Following hard after You

I’ve already gotten off to a wrong start. It feels like I’m treating the pursuit of God like just another academic exercise. But this isn’t about my head; it’s about my heart. This is between me and my God.

Dear God, I want to know you. I want to find you. In every season, in every moment, before I bring my need, I will bring my heart and seek you first.

Lord, thank you for seeking me before I sought you. You drew me to you when I was just a little girl learning about Jesus. You’ve been there for me in all the good times and in all my difficulties. You’ve never left me, even when I wandered away from you. You put the desire in me to follow you. I don’t know why you chose me but I am so grateful that you did. Even as I continue to seek you, I take comfort in knowing that I am already in your hands.

Yes, I continue to seek you even though I found you long ago. I know you but I want to know you more. I already have you but I want more of you. I feel your presence and yet I long to be even closer to you. To most of the world, my pursuit of you is a mystery. I can only say that I believe in you. I adore you. I need you. I belong to you. I am Yours and you are mine.

I want to follow hard after you, Lord but I confess that I am too easily distracted by less important things. I am spiritually lazy. I tell myself that if only I had a quiet, secluded place and more time, I would focus more on you. But that is just an excuse, Lord. You’re right here. In every moment, in every place, you are with me. Give me the discipline to make time for you.

Lord, you created my inmost being. You have searched me and you know me, inside and out. You perceive my every thought. Before a word leaves my lips, you know it. I cannot hide anything from you. All the days of my life were written in your book before one of them came to be.

God, you are everything I need all wrapped up in One. You are my reason for being. You give my life purpose. You guide me. You shelter me in the storms of life. You are my rock and my redeemer. There is no greater love than the love you have for me. Thank you, Jesus, for saving me.

Lord, I pray that your Spirit will guide me as I follow hard after you. Search me and know my heart. Test me and know my anxious thoughts. Show me my offensive ways and give me the courage to face the truths about myself that only you can reveal. Amen.

****

In the first chapter of The Pursuit of God, “Following Hard after God,” A.W. Tozer wrote about prevenient grace. The grace of God precedes human action. As Tozer put it, “before a man can seek God, God must first have sought the man.” God must enlighten us and put the urge in us to purse him.

Tozer wrote that all human interactions are a response of personality to personality. God created us in his image so we have the capacity to know him. Some of our social encounters are casual and others are more full and intimate. Genuine religion “is in essence the response of created personalities to the creating personality, God.” Just as it takes more than one encounter to really know a person, it takes more than one encounter to know God. I love this image of God as a multi-faceted personality who knows my emotions and desires so well.

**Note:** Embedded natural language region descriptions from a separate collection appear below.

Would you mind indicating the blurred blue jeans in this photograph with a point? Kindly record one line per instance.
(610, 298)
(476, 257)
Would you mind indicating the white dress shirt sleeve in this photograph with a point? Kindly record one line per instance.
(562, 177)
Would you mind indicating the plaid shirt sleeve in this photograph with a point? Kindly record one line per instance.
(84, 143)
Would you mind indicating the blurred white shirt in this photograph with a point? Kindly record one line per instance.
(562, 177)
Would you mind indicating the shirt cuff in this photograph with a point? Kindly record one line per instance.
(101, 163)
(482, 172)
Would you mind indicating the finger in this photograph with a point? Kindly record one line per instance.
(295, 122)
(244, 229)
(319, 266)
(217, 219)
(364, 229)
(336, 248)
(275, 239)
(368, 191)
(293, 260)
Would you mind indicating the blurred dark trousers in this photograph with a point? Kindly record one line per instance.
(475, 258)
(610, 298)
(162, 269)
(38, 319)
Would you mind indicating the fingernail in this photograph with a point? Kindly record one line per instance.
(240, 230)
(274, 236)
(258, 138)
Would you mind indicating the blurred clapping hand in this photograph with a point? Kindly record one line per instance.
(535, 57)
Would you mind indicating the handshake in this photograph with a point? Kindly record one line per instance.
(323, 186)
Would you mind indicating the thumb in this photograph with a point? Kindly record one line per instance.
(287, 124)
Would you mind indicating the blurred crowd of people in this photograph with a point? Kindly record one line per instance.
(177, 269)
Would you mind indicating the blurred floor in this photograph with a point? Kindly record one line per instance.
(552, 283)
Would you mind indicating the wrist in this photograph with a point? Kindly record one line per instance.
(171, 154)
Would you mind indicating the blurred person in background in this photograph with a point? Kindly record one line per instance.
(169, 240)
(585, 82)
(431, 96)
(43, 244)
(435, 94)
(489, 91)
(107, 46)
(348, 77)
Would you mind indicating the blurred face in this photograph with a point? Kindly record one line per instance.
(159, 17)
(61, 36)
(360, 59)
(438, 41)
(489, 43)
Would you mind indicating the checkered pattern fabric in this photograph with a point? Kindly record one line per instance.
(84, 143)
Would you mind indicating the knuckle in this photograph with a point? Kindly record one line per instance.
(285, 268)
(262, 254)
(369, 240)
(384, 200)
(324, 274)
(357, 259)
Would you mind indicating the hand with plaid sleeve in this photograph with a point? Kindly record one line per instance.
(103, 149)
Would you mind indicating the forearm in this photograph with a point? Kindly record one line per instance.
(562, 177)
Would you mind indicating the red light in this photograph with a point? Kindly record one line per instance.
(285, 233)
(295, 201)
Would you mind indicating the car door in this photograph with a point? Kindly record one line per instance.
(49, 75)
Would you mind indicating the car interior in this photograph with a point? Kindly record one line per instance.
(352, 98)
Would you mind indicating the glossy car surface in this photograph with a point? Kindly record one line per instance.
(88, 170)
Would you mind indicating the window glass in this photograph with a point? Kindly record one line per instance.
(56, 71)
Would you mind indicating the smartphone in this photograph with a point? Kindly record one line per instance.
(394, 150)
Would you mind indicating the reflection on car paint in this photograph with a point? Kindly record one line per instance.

For those of us who wish that God would speak to us audibly, Tozer has encouraging words: “God communicates with us through the avenues of our minds, our wills, and our emotions.” He goes on to say that the “continuous and unembarrassed interchange of love and thought between God and the spirit of the redeemed man is the throbbing heart of New Testament religion.” This is a perfect description of prayer – spirit speaking to Spirit with the mind and the heart. It is raw, honest, and unembarrassed, just like Psalm 139.

Tozer wrote that complacency is the enemy of spiritual growth. Some people, once they have been “saved” or have “accepted Christ,” are not hungry or thirsty for God. They are self-satisfied. They practice religion with no “jar to the moral life and without embarrassment to the Adamic ego.” This is a shame because God does not want us to be lukewarm. He is a jealous God.

Tozer wrote that to have found God and to still pursue him is a paradox of love. This pursuit is a desire scorned by the self-satisfied but it is the joy of those whose hearts burn for God. The Spirit gives birth to spirit and when we are reborn, we sense our kinship with God. Our spirit leaps in joyous recognition. I am a child of God!

To have found God and still to pursue Him is the soul’s paradox of love, scorned indeed by the too-easily-satisfied religionist, but justified in happy experience by the children of the burning heart.

A.W. Tozer

Tozer’s advice for those of us who are determined to find God is to simplify our approach to Him. Strip down all the religious teaching to the essentials of our faith. Come to God as a child, without any pretenses.

Here I am God, your little girl. Fill my longing heart.